Learning & Decision-Making in Societal Systems: Theory, Algorithms, and Design
Speaker: Eric Mazumdar, University of California, Berkeley
Date: March 31, 2021, noon
The ability to learn from data and make decisions in real-time has led to the rapid deployment of machine learning algorithms across many aspects of everyday life. Despite their potential to enable new services and address persistent societal issues, the widespread use of these algorithms has led to unintended consequences like flash crashes in financial markets or price collusion on e-commerce platforms. These consequences are the inevitable result of deploying algorithms--- that were designed to operate in isolation--- in uncertain dynamic environments in which they interact with other autonomous agents, algorithms, and human decision makers.

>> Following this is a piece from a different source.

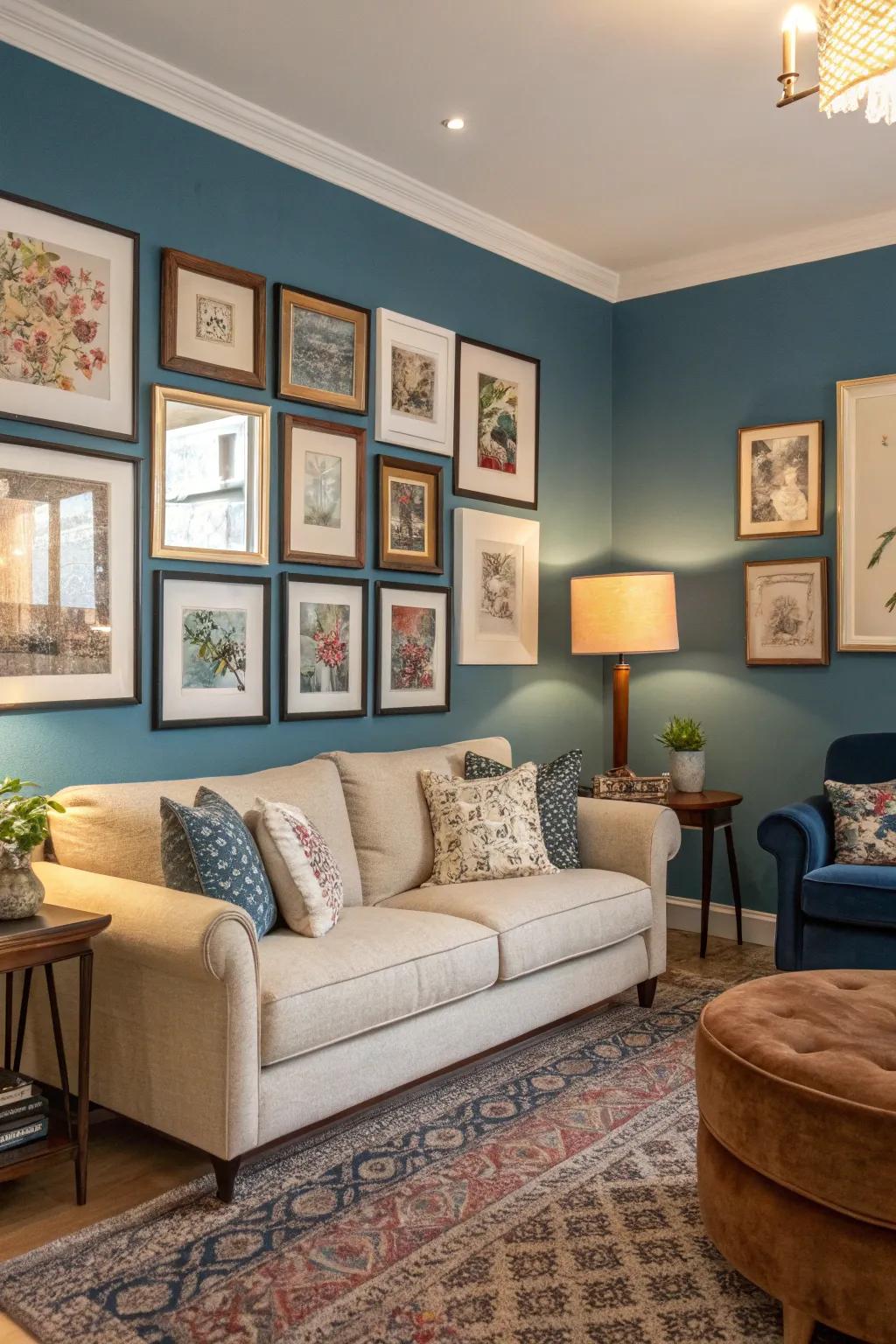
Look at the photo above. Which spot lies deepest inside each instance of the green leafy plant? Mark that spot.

To address these issues, it is necessary to develop an understanding of the fundamental limits of learning algorithms in societal-scale systems. In this talk, I will give an overview of my work on three aspects of learning and decision-making in societal-scale systems: (i) Model-based decision-making in uncertain dynamic environments, (ii) Learning expressive models of human decision-making from data, and (iii) Understanding why and when current machine learning algorithms fail in game theoretic settings.
Eric Mazumdar is a Ph.D candidate at UC Berkeley advised by Michael Jordan and Shankar Sastry. His research lies broadly at the intersection of statistical machine learning, stochastic control, and economics with a particular focus on understanding the fundamental limits of learning algorithms in societal-scale (multi-agent) systems. Prior to his Ph.D he received an S.B in electrical engineering and computer science from MIT.